Dans ce contexte de recrudescence de la violence, les Américains sont de plus en plus sensibles aux informations en provenance de Bagdad. Et concernant l’origine des attentats qui ont ensanglanté lundi la capitale irakienne, ils ont eu droit à des propos totalement contradictoires de la part de deux responsables de l’armée américaine, le premier écartant la thèse d’une responsabilité étrangère, le second accusant des combattants étrangers d’être au contraire à l’origine des attaques. Les étrangers représentent seulement «un faible, un très faible pourcentage» des résistants en Irak, a ainsi affirmé le général Raymond Odierno qui commande la 4ème division d’infanterie. «Mon sentiment, a-t-il souligné, est que ces attentats ont été commis par d’anciens loyalistes à Saddam Hussein». «Les Irakiens n’aiment pas que des gens d’autres pays touchent aux affaires irakiennes», a-t-il également justifié. Un peu plus tôt un autre responsable militaire, le général Mark Hertling affirmait : «des informations nous montrent que ces attaques semblent être l’œuvre de combattants étrangers». «Ces attaques, ajoutait-il, ne sont pas similaires à ce que nous avons vu des loyalistes de l’ancien régime».

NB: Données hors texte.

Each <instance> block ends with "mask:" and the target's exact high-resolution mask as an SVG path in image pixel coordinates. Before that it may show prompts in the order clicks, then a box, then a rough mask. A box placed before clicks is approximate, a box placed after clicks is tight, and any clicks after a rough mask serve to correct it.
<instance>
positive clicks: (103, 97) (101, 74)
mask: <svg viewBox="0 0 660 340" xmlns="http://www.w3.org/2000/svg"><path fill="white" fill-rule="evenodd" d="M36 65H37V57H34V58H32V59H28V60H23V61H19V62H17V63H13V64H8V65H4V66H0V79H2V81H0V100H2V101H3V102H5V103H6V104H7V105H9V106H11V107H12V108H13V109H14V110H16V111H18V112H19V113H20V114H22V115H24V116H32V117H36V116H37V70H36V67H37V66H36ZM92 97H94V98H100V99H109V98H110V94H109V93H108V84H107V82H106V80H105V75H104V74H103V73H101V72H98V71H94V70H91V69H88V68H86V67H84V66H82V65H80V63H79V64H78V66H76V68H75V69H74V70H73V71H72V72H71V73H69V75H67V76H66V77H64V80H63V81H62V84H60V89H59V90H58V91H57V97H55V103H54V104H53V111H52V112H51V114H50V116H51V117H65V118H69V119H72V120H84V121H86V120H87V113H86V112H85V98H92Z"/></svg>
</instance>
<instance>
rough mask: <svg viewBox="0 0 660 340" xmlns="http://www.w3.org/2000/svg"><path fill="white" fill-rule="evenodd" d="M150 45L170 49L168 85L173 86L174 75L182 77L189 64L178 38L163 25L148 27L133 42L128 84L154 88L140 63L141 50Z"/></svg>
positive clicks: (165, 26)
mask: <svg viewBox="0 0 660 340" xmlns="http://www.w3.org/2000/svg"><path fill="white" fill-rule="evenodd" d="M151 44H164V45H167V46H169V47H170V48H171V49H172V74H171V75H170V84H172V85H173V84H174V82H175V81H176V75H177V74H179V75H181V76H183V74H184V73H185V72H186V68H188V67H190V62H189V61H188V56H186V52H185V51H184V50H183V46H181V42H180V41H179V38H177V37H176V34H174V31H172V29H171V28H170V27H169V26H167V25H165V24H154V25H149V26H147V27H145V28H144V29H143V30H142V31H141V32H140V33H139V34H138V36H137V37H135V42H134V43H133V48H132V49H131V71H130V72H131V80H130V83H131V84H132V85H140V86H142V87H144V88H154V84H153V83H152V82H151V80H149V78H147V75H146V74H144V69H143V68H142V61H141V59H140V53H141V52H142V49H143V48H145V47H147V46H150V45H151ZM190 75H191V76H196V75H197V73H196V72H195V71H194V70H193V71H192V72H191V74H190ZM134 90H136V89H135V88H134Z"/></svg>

Ce cafouillage dans les rangs de l’armée américaine montre toute la difficulté à définir avec précision la guérilla irakienne. Les analystes de la lutte anti-terroriste ont ainsi isolé trois mouvances actuellement en exercice à plus ou moins grande échelle en Irak. La première regroupe les fidèles de Saddam Hussein, responsables de nombreuses attaques en particulier dans la région située au nord de Bagdad et surnommée «le triangle sunnite». «C’est une armée qui ne va nulle part. Ses combattants n’ont aucune stratégie si ce n’est ramener au pouvoir Saddam Hussein», estiment les spécialistes pour qui cette mouvance ne constitue pas une menace en soi. Les combattants étrangers sont à cet égard plus dangereux dans la mesure où ils ont fait de l’Irak la terre de leur guerre sainte et de leur confrontation avec l’Occident. Ce sont ces activistes, à qui l’on prête des liens réels ou supposés avec le réseau terroriste al-Qaïda d’Oussama ben Laden, qui sont très certainement derrière les attentats les plus meurtriers commis en Irak, parmi lesquels celui perpétré le 19 août devant le siège des Nations unies à Bagdad et qui a notamment coûté la vie à Siergio Vieira de Mello. Une troisième mouvance enfin, plus menaçante à terme, s’organise actuellement en Irak. Il s’agit de la mouvance radicale chiite qui réclame le départ des forces de la coalition une fois la prééminence des chiites établie. Elle pourrait se montrer beaucoup plus violente dans la mesure où l’enjeu de son combat et de prendre le pouvoir en Irak.